I think we’ve had a roughly even balance in music that has sprung from texts, and vice versa. You sometimes re-write the dialogue to fit a place or a theme the music is suggesting. Sometimes you really strip the music back, and chuck out a whole bunch of intricate work you’ve done. At one point I was getting more and more detailed and fussy with how I was arranging the music, it was all very beautiful and complex, until T pointed out that we were making 2 sections of the show that sounded the same. So she suggested the curveball of making some blatantly cut-up electronic music instead – and at one point, that just takes over the show for a few minutes. We blast it out.

 

>> What is that you want audiences to take away from this experience, what do you hope will linger?

TANUJA
I don’t know if we’re that fixed about it. But we do actively want to make work that stays with people somehow, so I hope stuff will linger (not in a bad smell sort of way). It’s always great when someone comes up to you months or even years later and tells you that they still think about that moment in that show you did where you did the thing with the thing.

 

>> How would you describe the show to someone who is mistrustful of theatre – who worries about being bored and excluded?

TIM
This show has got some loud music in it. And also a few jokes. And it’s quite peaceful in parts and if you like, I don’t mind if you have a little kip.

 

>> Theatre or Film?

TIM
That’s one of those questions, isn’t it? Like, “custard or cream”? The answer is: yes, please.

TANUJA
Mmmm, custard.

 

>> Is Theatre just people ‘pretending to be other people’

TIM
Nah. Theatre is an amount of time. You can fill it with anything.

TANUJA
Theatre is an amount of time, with people, in space. You can fill it with anything.

 

>> What does the word ‘experimental’ mean to you?

TIM
Tanuja has a phrase for it: experimental is not a genre, it’s a process. So I’m not sure what we do is experimental because actually we lift process ideas from different sources, acting upon stuff we’ve picked up elsewhere. Very rarely do we create our own processes from scratch.

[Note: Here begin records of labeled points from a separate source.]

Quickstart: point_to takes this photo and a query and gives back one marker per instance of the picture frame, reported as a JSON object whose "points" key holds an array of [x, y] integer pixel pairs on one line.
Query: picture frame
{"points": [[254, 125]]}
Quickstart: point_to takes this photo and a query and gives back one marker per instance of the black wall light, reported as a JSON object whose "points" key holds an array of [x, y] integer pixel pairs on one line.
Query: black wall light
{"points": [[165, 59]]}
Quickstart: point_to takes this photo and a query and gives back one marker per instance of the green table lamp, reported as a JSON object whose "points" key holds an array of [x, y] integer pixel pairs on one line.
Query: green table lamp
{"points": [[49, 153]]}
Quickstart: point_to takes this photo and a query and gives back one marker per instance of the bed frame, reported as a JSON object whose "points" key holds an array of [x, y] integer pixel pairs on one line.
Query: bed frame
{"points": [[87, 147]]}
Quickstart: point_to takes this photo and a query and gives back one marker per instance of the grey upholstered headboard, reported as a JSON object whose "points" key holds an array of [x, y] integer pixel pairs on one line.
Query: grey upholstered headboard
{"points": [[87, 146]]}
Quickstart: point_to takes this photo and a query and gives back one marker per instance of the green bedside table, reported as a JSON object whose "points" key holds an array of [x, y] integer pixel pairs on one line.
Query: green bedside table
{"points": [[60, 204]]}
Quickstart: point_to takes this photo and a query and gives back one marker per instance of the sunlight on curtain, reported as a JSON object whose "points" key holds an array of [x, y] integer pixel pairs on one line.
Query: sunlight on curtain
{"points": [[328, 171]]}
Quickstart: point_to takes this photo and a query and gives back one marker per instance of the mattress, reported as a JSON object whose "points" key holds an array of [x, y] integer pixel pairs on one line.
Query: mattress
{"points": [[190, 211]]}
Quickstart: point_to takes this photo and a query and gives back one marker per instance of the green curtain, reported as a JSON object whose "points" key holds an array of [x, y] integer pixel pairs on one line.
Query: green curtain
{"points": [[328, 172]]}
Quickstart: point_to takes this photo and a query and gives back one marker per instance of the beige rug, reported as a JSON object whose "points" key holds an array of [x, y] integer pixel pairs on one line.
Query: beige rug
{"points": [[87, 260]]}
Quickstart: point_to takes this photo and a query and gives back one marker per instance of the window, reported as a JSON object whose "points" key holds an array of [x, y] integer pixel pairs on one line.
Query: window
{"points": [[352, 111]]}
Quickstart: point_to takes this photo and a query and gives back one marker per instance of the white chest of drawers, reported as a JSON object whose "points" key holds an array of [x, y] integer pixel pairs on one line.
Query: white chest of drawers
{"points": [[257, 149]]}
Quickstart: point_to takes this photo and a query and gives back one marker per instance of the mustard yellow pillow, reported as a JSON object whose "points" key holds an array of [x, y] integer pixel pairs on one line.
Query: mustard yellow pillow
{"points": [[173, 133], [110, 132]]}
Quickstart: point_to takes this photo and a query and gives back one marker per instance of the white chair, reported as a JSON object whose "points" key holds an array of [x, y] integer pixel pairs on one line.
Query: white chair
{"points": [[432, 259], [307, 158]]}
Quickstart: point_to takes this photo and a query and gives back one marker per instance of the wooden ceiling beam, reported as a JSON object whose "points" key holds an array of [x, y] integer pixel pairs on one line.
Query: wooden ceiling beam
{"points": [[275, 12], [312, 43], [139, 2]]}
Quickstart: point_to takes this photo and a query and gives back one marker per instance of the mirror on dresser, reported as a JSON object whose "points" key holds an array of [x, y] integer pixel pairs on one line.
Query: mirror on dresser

It’s a real bone of contention for me, actually. I don’t think I see much experimental theatre. I think there’s a short memory for innovation, and a lot of companies are acclaimed for experimenting with ideas and procedures that, if you do the tiniest bit of research, were old hat in the earliest days of modernism. FINE, CALL ME PEDANTIC.

 

>> Endless silence or endless noise?

TIM
Well, HAH, actually – as long as you’re alive and with hearing intact, you’ll never experience true silence. If someone shoved you into an anechoic chamber, completely soundproof, you’d still hear two noises: a low frequency, and a high one. The low noise is your cardio-vascular system. The high sound is your nervous system. Freakily enough, it makes a noise…

(You might think I’m the most pedantic person you’ve ever known. But actually I think you’ll find I’m the THIRD most pedantic person you’ve ever known.)

 

>> Thank you. See you soon.

TIM
Not at all. Thank you. That’ll be a pound.